È in costante crescita, in Italia, la diffusione di piani di welfare aziendali messi a disposizione dei lavoratori per accrescerne il potere di spesa, la salute ed il benessere. Ma in cosa consiste un piano di welfare aziendale, come funziona e quali sono i vantaggi per i lavoratori che ne usufruiscono anche in termini di convenienza ai fini della determinazione del loro reddito imponibile (aspetto, quest’ultimo, che non deve essere trascurato in fase di scelta tra le alternative a disposizione al fine di massimizzare i vantaggi connessi al welfare aziendale)? È principalmente a queste domande che, di seguito, si cercherà di fornire risposta proponendo anche una panoramica delle prestazioni, dei beni e dei servizi che possono essere inclusi in un piano di welfare aziendale. 

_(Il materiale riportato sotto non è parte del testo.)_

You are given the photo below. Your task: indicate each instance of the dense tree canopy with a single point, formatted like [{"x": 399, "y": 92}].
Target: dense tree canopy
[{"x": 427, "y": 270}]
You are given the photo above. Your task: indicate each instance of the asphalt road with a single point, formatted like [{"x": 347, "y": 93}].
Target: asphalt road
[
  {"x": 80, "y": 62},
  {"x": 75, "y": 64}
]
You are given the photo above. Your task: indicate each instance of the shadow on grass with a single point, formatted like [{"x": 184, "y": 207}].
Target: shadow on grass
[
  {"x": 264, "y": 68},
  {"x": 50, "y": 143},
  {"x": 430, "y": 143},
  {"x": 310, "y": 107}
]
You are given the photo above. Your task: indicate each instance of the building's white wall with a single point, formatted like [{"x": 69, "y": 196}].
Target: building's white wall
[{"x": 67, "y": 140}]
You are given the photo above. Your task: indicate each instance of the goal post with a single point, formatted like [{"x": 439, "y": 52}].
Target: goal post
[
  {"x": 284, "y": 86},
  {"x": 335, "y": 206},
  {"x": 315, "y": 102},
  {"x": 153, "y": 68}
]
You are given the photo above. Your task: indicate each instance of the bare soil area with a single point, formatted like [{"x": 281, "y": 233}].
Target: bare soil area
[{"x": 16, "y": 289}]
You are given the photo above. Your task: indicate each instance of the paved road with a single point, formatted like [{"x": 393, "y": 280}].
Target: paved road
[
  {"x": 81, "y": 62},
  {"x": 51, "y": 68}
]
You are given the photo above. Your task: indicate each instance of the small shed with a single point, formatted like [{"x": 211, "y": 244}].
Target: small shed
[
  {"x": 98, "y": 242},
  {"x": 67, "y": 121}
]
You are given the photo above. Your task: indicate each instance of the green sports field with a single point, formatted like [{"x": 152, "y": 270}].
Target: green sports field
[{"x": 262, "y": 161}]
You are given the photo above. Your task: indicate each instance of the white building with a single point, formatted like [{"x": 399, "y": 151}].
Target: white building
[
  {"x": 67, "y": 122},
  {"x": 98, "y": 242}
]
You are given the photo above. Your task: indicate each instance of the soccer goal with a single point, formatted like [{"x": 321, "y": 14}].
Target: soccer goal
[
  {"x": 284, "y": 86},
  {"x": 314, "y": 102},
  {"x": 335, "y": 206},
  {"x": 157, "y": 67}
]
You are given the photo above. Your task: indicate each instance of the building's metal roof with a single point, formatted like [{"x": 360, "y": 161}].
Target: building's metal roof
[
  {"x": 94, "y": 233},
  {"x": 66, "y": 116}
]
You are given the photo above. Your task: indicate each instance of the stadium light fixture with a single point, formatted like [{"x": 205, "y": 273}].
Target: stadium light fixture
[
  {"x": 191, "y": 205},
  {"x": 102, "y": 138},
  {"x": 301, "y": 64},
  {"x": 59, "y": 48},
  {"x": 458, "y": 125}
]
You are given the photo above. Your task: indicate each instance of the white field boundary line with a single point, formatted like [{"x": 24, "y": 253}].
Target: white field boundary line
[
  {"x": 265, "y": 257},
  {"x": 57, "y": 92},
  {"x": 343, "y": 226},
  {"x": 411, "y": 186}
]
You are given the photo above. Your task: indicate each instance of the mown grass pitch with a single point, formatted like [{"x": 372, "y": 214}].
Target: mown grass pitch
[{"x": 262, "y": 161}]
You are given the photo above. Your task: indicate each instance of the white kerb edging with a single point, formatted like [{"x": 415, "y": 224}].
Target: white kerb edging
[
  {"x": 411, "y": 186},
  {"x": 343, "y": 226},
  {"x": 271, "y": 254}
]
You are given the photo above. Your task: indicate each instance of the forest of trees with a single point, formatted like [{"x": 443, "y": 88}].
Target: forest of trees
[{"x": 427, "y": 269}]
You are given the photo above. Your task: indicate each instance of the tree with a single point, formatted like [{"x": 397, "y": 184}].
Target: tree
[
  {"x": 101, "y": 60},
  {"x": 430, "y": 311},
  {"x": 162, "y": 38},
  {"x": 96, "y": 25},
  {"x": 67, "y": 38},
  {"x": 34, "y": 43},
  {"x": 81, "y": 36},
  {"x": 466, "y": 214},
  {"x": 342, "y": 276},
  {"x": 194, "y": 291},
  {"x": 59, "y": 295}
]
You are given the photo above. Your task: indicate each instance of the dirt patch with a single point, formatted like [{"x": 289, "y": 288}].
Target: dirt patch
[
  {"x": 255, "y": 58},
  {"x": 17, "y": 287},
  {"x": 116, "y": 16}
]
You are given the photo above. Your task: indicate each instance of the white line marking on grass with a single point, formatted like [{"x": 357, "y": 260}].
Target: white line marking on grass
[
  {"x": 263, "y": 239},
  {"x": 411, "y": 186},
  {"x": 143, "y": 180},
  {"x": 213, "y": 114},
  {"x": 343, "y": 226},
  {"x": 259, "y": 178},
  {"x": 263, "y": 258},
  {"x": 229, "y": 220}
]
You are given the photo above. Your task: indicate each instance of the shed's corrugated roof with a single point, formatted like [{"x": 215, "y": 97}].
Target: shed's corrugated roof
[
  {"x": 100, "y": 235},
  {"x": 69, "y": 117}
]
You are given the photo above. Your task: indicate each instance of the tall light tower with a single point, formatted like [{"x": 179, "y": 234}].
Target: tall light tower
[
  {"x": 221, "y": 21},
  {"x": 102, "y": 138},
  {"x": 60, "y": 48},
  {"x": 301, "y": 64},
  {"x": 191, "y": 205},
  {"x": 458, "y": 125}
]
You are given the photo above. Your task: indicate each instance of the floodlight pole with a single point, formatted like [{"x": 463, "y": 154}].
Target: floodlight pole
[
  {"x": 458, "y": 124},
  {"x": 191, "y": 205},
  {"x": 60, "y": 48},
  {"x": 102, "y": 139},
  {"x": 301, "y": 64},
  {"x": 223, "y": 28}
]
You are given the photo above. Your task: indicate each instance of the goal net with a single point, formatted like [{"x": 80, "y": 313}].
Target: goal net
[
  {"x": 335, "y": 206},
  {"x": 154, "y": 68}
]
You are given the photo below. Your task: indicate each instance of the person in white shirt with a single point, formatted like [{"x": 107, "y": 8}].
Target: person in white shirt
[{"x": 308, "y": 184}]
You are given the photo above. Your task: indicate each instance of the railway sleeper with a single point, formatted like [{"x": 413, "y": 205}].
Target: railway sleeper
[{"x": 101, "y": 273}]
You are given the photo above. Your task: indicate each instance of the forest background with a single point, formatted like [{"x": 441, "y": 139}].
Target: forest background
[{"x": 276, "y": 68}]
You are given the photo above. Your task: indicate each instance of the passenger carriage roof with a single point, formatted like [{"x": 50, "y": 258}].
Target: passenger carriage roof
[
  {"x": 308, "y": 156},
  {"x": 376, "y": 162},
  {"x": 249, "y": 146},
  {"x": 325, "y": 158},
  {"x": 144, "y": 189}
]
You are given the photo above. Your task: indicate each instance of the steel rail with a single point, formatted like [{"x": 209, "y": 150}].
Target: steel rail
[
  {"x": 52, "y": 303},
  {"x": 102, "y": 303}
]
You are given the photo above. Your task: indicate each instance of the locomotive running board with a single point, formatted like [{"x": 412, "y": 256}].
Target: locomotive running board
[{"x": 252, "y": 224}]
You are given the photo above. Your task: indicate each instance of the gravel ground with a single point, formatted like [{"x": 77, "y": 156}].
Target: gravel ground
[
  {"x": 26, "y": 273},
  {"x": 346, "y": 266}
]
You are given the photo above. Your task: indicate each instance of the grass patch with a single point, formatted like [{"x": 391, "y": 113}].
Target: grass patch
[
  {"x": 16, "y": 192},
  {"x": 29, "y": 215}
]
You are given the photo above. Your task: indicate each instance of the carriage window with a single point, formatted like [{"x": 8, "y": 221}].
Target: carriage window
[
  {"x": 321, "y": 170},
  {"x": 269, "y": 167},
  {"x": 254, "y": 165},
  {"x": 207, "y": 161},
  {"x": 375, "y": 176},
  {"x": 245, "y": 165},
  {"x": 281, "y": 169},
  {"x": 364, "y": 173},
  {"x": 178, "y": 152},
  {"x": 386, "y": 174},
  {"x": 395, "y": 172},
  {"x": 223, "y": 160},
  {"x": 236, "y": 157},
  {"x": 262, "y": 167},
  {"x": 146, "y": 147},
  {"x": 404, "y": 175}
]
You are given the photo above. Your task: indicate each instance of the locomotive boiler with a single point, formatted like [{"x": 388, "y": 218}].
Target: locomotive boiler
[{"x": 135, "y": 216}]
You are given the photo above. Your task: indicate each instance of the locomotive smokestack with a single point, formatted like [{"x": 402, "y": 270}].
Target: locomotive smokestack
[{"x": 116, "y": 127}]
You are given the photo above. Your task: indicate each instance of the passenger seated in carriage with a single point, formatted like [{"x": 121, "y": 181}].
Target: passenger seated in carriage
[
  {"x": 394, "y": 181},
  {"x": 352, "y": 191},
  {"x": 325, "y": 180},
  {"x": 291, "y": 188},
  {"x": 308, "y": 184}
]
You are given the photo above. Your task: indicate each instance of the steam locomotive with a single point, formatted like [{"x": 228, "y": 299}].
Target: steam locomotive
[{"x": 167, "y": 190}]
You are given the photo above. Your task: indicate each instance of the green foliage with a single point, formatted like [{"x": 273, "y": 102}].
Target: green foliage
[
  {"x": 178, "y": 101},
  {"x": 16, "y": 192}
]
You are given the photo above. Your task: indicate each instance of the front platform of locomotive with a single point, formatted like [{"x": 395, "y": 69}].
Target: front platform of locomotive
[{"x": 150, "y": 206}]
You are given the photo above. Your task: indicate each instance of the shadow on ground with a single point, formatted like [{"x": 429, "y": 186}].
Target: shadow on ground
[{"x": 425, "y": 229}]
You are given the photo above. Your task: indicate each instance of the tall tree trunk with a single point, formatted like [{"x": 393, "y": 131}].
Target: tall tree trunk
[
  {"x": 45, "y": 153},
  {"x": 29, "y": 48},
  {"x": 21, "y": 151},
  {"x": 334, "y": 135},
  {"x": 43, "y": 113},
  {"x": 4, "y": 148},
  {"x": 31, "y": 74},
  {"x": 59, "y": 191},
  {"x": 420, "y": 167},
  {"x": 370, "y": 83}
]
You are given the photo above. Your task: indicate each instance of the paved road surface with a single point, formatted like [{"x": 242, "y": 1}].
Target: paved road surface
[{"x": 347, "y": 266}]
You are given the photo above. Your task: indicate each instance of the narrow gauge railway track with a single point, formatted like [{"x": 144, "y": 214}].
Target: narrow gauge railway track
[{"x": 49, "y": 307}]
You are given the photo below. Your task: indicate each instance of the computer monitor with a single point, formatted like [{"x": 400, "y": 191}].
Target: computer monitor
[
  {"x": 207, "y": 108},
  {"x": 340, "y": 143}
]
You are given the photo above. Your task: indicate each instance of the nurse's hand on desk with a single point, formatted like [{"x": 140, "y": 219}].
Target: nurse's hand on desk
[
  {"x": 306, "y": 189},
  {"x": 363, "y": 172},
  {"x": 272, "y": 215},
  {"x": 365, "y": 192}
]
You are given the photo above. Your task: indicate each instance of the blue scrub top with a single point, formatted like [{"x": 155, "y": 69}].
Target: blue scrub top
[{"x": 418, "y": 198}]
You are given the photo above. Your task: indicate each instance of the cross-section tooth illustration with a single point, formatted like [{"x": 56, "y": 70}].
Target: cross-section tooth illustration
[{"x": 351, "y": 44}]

In cosa consiste un piano di welfare aziendale?

Nel nostro ordinamento non esiste una nozione legislativa di “welfare aziendale”. Con tale locuzione si fa riferimento, per prassi consolidata, alle iniziative poste in essere dalle aziende a favore dei dipendenti, sulla base di accordi collettivi ovvero per decisione unilaterale, e finalizzate ad accrescere il benessere personale degli stessi lavoratori e dei loro familiari.
Un piano di welfare aziendale può essere visto, dunque, come un insieme di beni e servizi che, da un lato, rispondono a specifici fabbisogni dei lavoratori e, dall’altro, godono in genere di un regime impositivo agevolato sul piano previdenziale e fiscale (sotto il profilo fiscale, le regole di assoggettamento delle prestazioni di welfare aziendale sono dettate dall’articolo 51 del Tuir). Si tratta, pertanto, di uno strumento che consente, allo stesso tempo, di massimizzare il beneficio per il lavoratore e di minimizzare il costo per l’impresa.

A titolo di esempio, possono rientrare in un piano di welfare aziendale la contribuzione aggiuntiva versata alle casse sanitarie ovvero alle forme pensionistiche complementari, i buoni pasto, i servizi di trasporto collettivo e i rimborsi degli abbonamenti al trasporto pubblico, gli oneri di utilità sociale, le spese per istruzione ovvero per assistenza a familiari anziani o non autosufficienti, le polizze di long term e di dread disease, i buoni acquisto, l’auto ad uso promiscuo, i prestiti (compreso il rimborso degli interessi sul mutuo) e gli immobili concessi in uso, l’azionariato diffuso.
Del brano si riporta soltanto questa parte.